Un effort budgétaire renforcé dans tous les ministères
Après avoir déjà annoncé 5 milliards d’euros d’économies en avril, le ministère de l’Économie a précisé ce jeudi 26 juin que de nouveaux ajustements seraient nécessaires. Sur ces 5 milliards additionnels, 1,7 milliard proviendra des coupes dans les dépenses de santé, révélées la veille par Catherine Vautrin. Le reste — soit 3 milliards — correspond à des crédits publics qui resteront gelés et à une mise en réserve budgétaire complémentaire. Le ministère a prévu un suivi rigoureux de l’application de ces restrictions. Une réunion réunissant secrétaires généraux et directeurs financiers des ministères est d’ores et déjà programmée au 4 juillet pour s’assurer de la bonne déclinaison opérationnelle des mesures.

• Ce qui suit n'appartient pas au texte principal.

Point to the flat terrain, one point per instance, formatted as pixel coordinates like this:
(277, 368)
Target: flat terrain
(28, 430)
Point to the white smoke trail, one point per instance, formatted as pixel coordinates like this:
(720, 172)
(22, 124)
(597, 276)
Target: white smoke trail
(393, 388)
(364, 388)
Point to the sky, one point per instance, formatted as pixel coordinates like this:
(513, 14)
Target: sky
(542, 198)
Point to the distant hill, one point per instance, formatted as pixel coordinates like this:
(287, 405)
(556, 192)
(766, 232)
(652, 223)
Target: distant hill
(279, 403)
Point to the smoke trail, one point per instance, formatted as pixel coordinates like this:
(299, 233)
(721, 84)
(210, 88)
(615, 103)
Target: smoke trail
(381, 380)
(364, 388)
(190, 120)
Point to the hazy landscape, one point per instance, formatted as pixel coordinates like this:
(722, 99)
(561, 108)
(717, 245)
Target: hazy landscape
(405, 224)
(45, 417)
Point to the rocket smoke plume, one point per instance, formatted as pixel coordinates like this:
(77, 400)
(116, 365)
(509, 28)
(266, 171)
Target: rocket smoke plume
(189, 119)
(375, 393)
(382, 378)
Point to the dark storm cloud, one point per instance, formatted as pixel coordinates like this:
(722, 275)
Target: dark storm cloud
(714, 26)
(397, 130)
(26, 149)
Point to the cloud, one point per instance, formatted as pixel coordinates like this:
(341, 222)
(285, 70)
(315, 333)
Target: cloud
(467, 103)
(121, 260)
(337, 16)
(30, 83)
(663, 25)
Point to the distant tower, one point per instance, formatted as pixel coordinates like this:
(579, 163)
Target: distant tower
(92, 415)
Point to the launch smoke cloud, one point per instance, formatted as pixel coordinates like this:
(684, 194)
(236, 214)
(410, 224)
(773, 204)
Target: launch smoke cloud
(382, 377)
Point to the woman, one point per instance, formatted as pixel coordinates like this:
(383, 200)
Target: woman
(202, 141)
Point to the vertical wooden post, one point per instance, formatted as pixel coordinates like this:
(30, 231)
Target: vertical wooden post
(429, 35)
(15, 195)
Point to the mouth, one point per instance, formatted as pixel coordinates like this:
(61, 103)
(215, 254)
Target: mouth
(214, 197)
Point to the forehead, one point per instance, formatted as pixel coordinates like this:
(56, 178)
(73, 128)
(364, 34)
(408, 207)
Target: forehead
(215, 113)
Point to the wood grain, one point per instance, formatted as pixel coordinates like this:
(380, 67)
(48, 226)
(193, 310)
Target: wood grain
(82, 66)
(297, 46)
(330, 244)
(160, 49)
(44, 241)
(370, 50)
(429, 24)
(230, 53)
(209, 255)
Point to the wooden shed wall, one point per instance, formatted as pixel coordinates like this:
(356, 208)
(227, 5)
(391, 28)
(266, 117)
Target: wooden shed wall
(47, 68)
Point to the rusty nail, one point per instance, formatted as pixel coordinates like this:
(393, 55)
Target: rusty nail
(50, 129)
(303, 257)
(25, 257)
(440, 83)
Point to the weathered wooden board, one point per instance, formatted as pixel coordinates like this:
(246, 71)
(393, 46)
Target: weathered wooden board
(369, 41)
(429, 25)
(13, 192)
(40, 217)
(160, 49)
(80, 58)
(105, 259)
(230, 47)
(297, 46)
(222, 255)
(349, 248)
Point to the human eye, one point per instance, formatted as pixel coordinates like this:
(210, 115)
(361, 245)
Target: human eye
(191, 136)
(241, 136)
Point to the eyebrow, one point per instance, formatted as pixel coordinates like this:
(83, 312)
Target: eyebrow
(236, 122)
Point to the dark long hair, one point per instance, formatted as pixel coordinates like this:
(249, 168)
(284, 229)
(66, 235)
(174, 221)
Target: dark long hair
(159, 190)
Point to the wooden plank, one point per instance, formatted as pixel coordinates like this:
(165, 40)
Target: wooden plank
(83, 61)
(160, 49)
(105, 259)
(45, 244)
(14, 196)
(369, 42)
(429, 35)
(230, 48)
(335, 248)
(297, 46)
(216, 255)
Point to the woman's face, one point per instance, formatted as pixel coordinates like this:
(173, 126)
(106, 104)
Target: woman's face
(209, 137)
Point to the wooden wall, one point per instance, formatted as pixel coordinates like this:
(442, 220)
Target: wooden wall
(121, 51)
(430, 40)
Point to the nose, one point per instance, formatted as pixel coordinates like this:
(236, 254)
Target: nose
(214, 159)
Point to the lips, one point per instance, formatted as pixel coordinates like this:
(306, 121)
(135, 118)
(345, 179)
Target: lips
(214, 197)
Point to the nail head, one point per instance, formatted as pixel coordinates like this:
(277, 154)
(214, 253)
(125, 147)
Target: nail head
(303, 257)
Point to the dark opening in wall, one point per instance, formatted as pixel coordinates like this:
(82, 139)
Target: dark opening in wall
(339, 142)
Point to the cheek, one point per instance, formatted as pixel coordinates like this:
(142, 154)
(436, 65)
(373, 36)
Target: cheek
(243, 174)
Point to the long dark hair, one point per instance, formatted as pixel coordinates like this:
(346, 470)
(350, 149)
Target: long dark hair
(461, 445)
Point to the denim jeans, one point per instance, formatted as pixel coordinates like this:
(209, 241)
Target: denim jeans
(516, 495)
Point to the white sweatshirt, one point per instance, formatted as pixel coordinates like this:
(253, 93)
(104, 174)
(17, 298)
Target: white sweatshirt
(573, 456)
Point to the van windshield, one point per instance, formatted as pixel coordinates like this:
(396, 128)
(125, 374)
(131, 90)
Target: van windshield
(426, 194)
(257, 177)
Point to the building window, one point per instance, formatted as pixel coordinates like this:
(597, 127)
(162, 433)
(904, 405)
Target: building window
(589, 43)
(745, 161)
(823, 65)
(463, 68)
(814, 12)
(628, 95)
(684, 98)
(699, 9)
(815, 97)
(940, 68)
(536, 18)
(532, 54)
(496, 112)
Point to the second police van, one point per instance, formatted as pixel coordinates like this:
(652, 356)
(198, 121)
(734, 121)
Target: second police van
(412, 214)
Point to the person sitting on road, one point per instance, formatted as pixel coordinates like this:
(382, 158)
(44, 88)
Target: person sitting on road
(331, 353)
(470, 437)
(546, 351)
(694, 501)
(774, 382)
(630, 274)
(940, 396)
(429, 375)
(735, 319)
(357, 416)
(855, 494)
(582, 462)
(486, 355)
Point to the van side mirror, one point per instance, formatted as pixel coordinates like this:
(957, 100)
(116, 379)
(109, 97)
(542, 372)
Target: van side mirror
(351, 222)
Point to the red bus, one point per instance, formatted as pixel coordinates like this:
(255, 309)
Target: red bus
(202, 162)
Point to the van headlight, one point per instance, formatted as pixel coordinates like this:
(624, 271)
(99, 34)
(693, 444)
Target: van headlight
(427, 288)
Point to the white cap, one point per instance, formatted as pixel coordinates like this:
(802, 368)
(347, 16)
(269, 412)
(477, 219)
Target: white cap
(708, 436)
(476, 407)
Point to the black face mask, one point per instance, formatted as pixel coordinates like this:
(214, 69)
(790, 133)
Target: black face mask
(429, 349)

Un déficit public sous pression
Malgré des recettes jugées « globalement conformes », ce sont les dépenses qui inquiètent : tensions identifiées sur les comptes de l’Assurance maladie, dépenses imprévues dans certains ministères, et hausse plus rapide que prévu des dépenses des collectivités locales, notamment dans le bloc communal. La réunion du comité d’alerte des finances publiques, organisée ce jeudi matin à Bercy, a permis de présenter ces ajustements aux différents acteurs de la dépense publique. Le ministre de l’Économie, Eric Lombard, a justifié cette rigueur par la nécessité de respecter les engagements budgétaires du pays, évoquant un effort collectif à venir. Le déficit public, passé de 5,8 % en 2024 à 5,4 % prévu en 2025, continue donc de peser lourdement sur les finances françaises, dans un contexte de croissance économique inférieure aux prévisions.